Навещала меня и мать. Но почти ничего не говорила – она все понимала. Она всю свою жизнь была будто заживо закопана. Как самка крота, роющая в жирной земле коридоры, родящая детенышей или скидывающая их, хоронящая мертвых, как только они остынут, ищущая сладких корешков для своего муженька-самца. Я ставил себе ее в пример. Накрывал лицо подушкой, отворачивался к стене и говорил про себя: взгляни. Тридцать пять лет провести как фасолина под камнем, выпускать одни лишь белые ростки, тянущиеся наугад к свету и воздуху.

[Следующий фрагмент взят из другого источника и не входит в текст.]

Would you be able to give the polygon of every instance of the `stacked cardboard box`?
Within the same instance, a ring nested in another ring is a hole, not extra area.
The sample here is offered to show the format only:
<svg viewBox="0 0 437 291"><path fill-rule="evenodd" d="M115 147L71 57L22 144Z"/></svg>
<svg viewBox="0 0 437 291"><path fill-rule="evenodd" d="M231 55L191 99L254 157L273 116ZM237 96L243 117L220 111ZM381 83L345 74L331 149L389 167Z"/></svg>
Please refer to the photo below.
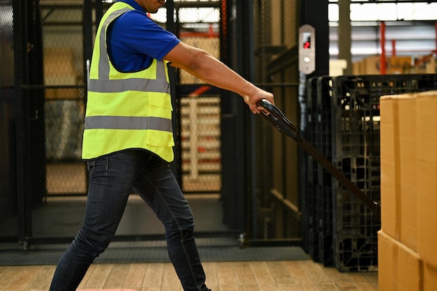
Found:
<svg viewBox="0 0 437 291"><path fill-rule="evenodd" d="M437 91L381 97L379 290L437 288Z"/></svg>

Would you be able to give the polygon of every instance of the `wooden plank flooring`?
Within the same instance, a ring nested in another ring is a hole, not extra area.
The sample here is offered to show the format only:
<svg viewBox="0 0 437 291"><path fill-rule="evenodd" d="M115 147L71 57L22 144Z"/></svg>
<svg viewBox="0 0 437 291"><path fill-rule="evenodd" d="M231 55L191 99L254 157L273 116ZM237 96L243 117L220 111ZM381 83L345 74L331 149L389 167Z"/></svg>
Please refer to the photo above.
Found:
<svg viewBox="0 0 437 291"><path fill-rule="evenodd" d="M204 262L212 291L378 290L378 273L341 273L311 260ZM47 290L55 266L0 267L0 291ZM182 290L170 263L94 264L78 290Z"/></svg>

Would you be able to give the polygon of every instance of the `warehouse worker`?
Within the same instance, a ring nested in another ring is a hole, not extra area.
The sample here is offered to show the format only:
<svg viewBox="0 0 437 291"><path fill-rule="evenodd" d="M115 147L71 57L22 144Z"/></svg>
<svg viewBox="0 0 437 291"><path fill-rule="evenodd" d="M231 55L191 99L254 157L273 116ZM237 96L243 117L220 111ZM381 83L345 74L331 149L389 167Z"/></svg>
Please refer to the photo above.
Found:
<svg viewBox="0 0 437 291"><path fill-rule="evenodd" d="M154 22L165 0L122 0L100 23L91 64L82 158L89 183L82 228L61 258L50 291L75 290L108 246L132 191L165 230L168 254L186 291L209 290L194 240L193 214L175 179L168 64L243 97L253 113L273 96L209 53ZM147 223L147 221L138 221Z"/></svg>

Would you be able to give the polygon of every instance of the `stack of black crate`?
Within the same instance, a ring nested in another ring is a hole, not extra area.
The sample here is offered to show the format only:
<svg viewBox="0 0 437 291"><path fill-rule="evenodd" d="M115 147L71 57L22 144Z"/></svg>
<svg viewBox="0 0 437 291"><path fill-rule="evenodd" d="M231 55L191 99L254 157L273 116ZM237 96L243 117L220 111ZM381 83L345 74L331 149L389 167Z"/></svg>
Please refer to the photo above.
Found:
<svg viewBox="0 0 437 291"><path fill-rule="evenodd" d="M309 94L309 87L311 87ZM308 83L308 141L373 201L380 193L379 99L437 88L437 75L355 75ZM317 94L315 94L316 91ZM408 118L408 117L406 117ZM315 261L341 271L378 268L380 222L357 197L311 158L305 204ZM311 193L309 191L311 191ZM311 204L311 206L310 206ZM309 225L310 224L309 224Z"/></svg>

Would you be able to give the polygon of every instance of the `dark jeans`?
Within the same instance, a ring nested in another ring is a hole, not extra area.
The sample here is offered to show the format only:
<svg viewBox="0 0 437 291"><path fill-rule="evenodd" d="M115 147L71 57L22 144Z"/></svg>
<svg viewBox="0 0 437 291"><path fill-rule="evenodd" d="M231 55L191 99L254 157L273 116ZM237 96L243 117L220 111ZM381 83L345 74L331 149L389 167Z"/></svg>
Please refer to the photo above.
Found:
<svg viewBox="0 0 437 291"><path fill-rule="evenodd" d="M50 291L76 290L115 234L132 190L164 225L168 254L184 290L207 290L193 234L193 214L168 163L148 151L131 150L91 161L88 170L84 221L58 263Z"/></svg>

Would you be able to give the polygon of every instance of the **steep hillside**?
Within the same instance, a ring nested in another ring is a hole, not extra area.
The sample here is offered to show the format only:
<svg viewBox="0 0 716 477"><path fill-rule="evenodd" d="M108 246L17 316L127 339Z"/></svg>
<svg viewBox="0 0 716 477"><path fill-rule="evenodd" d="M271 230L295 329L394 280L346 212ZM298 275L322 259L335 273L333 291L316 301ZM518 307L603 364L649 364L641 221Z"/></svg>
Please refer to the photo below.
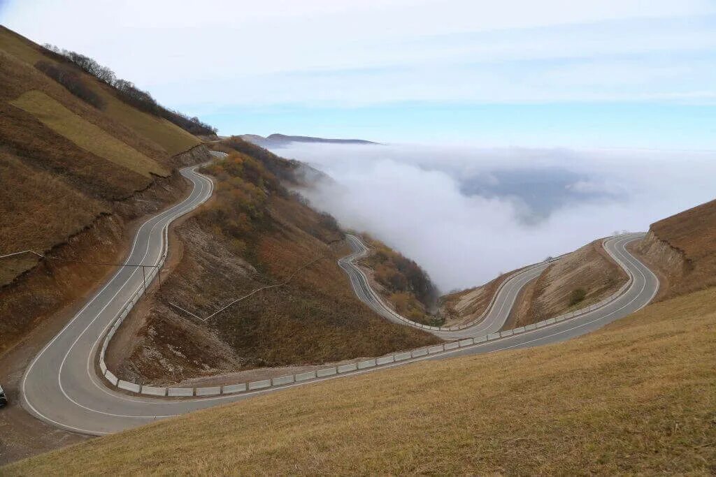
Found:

Быть госпожой, женой богача, а прожить тридцать пять лет как прислуга, угождающая своему господину во всем, буквально во всем, но, несмотря на это, всегда не столь важная, как бой быков, как sainetes, как какой-то школьный приятель, с которым он вел оживленную переписку, как натурщицы, как стройные дамы, как полотна, как все остальное в мире. Что было для него менее важным, чем она? Крыса, пробежавшая по двору, лист дерева? Разлитая вода, клок кошачьей шерсти?
Она усаживалась на краешек кровати и смотрела на меня молча. А я потихоньку отворачивался от стены. Марионетка с отрезанными нитями ничего не делает быстро, нет у нее такой силы. Я убирал подушку с лица, подкладывал ее под голову и, широко открыв глаза, вглядывался в ее глаза, и казалось, будто мы пересыпаем черную землю из одних глазниц в другие, вместе с камешками, личинками жуков, корешками, с липкими комочками глины и разбухшими семенами трав, из одних глаз – в другие, без единого слова, без конца.